Hortenhuber S.J.,University of Vienna | Hortenhuber S.J.,Research Institute of Organic Agriculture FiBL Austria | Lindenthal T.,Research Institute of Organic Agriculture FiBL Austria | Zollitsch W.,University of Vienna
Journal of the Science of Food and Agriculture | Year: 2011

BACKGROUND: The aim of this study was to analyse the potential greenhouse gas emissions (GHGE) for regionally alternative produced protein-rich feedstuffs (APRFs) which are utilized for dairy cattle in Austria in comparison to solvent-extracted soybean meal (SBME).
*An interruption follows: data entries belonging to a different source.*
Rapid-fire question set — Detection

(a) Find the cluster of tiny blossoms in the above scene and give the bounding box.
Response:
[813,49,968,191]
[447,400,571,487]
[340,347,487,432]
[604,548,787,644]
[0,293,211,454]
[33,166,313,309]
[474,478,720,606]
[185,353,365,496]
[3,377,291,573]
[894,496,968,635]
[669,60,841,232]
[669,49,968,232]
In addition to GHGE from agriculture and related upstream supply chains, the effects of land use change were calculated and were included in the results for GHGE. Furthermore, mixtures of APRFs were evaluated which provided energy and utilizable protein equivalent to SBME. RESULTS: Highest GHGE were estimated for SBME, mainly due to land use change-related emissions. Medium GHGE were found for distillers' dried grains with solubles, for seed cake and solvent-extracted meal from rapeseed and for lucerne cobs. Cake and solvent-extracted meal from sunflower seed as well as faba beans were loaded with lowest GHGE. Substituting SBME by nutritionally equivalent mixtures of APRFs, on average, resulted in a reduction of GHGE of 42% (22-62%). CONCLUSION: Utilization of locally produced APRFs shows clear advantages in terms of GHGE. Balanced mixtures of APRFs may offer specific benefits, as they allow for a combination of desirable nutritional value and reduced GHGE. © 2011 Society of Chemical Industry.